このラボで作業している環境に Azure AI Vision コードリポジトリをまだクローンしていない場合は、次の手順に従ってクローンします。それ以外の場合は、複製されたフォルダーを Visual Studio Code で開きます。

Visual Studio Code を起動します。
パレットを開き (SHIFT+CTRL+P)、Git:Clone コマンドを実行して、https://github.com/MicrosoftLearning/mslearn-ai-vision リポジトリをローカルフォルダーに複製します (どのフォルダーでも問題ありません)。
リポジトリを複製したら、Visual Studio Code でフォルダーを開きます。
リポジトリ内の C# コードプロジェクトをサポートするために追加のファイルがインストールされるまで待ちます。

注: ビルドとデバッグに必要なアセットを追加するように求めるプロンプトが表示された場合は、[今はしない] を選択します。「フォルダー内の Azure 関数プロジェクトが検出されました」というメッセージが表示されたら、そのメッセージを閉じてかまいません。

Azure AI サービスリソースをプロビジョニングする

サブスクリプションに Azure AI サービス リソースがまだない場合は、プロビジョニングする必要があります。

Azure portal (https://portal.azure.com) を開き、ご利用の Azure サブスクリプションに関連付けられている Microsoft アカウントを使用してサインインします。
[リソースの作成] を選択します。
検索バーで「Azure AI サービス」を検索し、[Azure AI サービス] を選択して、次の設定で Azure AI サービスマルチサービスアカウントリソースを作成します。
- [サブスクリプション]:”ご自身の Azure サブスクリプション”
- リソースグループ: リソースグループを選択または作成します (制限付きサブスクリプションを使用している場合は、新しいリソースグループを作成する権限がないことがあります。提供されているものを使ってください)
- リージョン: 米国東部、米国西部、フランス中部、韓国中部、北ヨーロッパ、東南アジア、西ヨーロッパ、東アジアから選択します*
- [名前]: 一意の名前を入力します
- 価格レベル: Standard S0
*Azure AI Vision 4.0 の機能は、現在、これらのリージョンでのみ使用できます。
必要なチェックボックスをオンにして、リソースを作成します。
デプロイが完了するまで待ち、デプロイの詳細を表示します。
リソースがデプロイされたら、そこに移動して、その [キーとエンドポイント] ページを表示します。次の手順では、このページのエンドポイントとキーの 1 つが必要になります。

Azure AI Vision SDK を使用するための準備をする

この演習では、Azure AI Vision SDK を使用して画像を分析する、部分的に実装されたクライアントアプリケーションを完成させます。

注: C# または Python 用の SDK のいずれかに使用することを選択できます。以下の手順で、希望する言語に適したアクションを実行します。

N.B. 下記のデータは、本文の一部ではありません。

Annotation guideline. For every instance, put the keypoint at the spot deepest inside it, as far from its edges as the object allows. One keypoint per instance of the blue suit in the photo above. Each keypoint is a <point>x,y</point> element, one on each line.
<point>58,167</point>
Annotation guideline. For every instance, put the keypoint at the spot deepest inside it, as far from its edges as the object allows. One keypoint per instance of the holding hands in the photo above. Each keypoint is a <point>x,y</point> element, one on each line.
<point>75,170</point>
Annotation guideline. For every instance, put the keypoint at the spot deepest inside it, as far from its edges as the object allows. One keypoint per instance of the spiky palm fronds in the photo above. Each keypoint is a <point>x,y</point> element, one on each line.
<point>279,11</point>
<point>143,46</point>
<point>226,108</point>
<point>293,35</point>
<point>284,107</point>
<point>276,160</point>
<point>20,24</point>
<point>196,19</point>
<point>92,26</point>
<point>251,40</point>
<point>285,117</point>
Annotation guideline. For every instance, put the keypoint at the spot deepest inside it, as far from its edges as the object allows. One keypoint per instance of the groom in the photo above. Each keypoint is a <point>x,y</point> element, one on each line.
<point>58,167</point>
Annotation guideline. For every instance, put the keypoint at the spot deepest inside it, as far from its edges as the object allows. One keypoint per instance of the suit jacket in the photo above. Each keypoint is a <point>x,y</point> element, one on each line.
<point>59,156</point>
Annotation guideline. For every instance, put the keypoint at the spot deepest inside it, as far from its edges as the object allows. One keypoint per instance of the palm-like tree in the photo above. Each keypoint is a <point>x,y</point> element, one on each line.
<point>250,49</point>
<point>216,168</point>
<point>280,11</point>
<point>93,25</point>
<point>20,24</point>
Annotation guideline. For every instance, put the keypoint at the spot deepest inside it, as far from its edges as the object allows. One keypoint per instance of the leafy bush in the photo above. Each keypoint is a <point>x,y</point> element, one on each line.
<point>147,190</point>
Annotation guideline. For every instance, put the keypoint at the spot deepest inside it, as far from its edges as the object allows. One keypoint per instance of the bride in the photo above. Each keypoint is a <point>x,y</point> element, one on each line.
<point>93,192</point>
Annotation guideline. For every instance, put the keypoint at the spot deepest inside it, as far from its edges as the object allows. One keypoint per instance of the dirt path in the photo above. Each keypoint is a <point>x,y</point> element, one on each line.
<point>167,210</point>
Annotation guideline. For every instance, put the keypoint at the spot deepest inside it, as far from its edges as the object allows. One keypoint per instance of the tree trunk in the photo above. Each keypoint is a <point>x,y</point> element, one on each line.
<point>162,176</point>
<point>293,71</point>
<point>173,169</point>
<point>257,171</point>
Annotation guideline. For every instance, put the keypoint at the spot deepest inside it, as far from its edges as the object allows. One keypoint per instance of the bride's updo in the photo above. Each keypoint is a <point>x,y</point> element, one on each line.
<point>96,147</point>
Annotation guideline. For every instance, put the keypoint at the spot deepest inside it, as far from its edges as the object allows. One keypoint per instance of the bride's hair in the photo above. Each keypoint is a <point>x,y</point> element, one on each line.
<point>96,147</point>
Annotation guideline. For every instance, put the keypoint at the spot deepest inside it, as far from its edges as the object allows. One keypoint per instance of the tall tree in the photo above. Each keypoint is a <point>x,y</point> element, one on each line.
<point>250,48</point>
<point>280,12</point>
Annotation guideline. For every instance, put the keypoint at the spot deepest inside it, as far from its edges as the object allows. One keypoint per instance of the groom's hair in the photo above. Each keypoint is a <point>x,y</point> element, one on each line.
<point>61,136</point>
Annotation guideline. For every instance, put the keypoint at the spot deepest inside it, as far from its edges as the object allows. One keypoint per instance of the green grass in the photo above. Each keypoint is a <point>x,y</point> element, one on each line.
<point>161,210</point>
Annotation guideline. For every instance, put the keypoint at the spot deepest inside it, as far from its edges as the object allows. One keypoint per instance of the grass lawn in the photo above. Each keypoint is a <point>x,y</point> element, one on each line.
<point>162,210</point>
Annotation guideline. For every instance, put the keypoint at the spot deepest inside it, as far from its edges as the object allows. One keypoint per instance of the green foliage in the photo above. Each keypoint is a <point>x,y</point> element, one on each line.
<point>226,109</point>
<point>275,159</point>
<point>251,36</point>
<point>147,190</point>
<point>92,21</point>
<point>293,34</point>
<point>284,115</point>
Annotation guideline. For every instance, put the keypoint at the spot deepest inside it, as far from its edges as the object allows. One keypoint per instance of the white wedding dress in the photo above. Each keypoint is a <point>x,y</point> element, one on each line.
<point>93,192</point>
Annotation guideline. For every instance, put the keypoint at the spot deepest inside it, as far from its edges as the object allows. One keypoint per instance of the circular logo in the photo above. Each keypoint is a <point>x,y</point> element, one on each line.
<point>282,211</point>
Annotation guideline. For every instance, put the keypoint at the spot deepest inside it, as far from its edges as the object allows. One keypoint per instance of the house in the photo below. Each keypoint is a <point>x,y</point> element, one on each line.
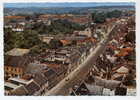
<point>87,32</point>
<point>16,61</point>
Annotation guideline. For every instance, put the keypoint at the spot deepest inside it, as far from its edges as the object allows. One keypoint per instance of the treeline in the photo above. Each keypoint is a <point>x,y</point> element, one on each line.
<point>29,37</point>
<point>57,27</point>
<point>100,17</point>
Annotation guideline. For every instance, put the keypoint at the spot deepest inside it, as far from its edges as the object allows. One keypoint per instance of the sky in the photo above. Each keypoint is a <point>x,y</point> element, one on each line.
<point>66,4</point>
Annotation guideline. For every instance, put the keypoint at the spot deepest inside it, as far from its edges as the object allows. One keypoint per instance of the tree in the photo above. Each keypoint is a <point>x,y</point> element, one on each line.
<point>54,44</point>
<point>99,17</point>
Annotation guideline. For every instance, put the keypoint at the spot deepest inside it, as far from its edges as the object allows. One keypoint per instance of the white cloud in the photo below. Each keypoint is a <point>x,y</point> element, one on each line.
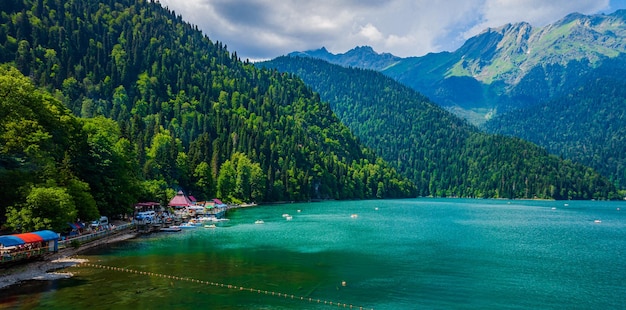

Visual Studio Code の [エクスプローラー] ウィンドウで、Labfiles/01-analyze-images フォルダーを参照し、言語の設定に応じて、C-Sharp フォルダーまたは Python フォルダーを展開します。
image-analysis フォルダーを右クリックして、統合ターミナルを開きます。次に、言語設定に適したコマンドを実行して、Azure AI Vision SDK パッケージをインストールします。

C#
```
 dotnet add package Azure.AI.Vision.ImageAnalysis -v 1.0.0-beta.3
```
注: 開発キット拡張機能のインストールを求められた場合は、そのメッセージを閉じてかまいません。

Python
```
 pip install azure-ai-vision-imageanalysis==1.0.0b3
```
ヒント: 自分のコンピューターでこのラボを実行する場合は、matplotlib と pillow もインストールする必要があります。
image-analysis フォルダーの内容を表示し、構成設定用のファイルが含まれていることに注意してください。
- C# : appsettings.json
- Python: .env
構成ファイルを開き、構成値を更新して、Azure AI サービスリソースのエンドポイントと認証キーを反映します。変更を保存します。
image-analysis フォルダーには、クライアントアプリケーションのコードファイルが含まれていることに注意してください。
- C# : Program.cs
- Python: image-analysis.py
コードファイルを開き、上部の既存の名前空間参照の下で、「Import namespaces」というコメントを見つけます。次に、このコメントの下に、次の言語固有のコードを追加して、Azure AI Vision SDK を使用するために必要な名前空間をインポートします。

C#
```
 // Import namespaces
 using Azure.AI.Vision.ImageAnalysis;
```
Python
```
 # import namespaces
 from azure.ai.vision.imageanalysis import ImageAnalysisClient
 from azure.ai.vision.imageanalysis.models import VisualFeatures
 from azure.core.credentials import AzureKeyCredential
```

ビューの画像は、あなたが分析します

この演習では、Azure AI Vision サービスを使用して複数の画像を分析します。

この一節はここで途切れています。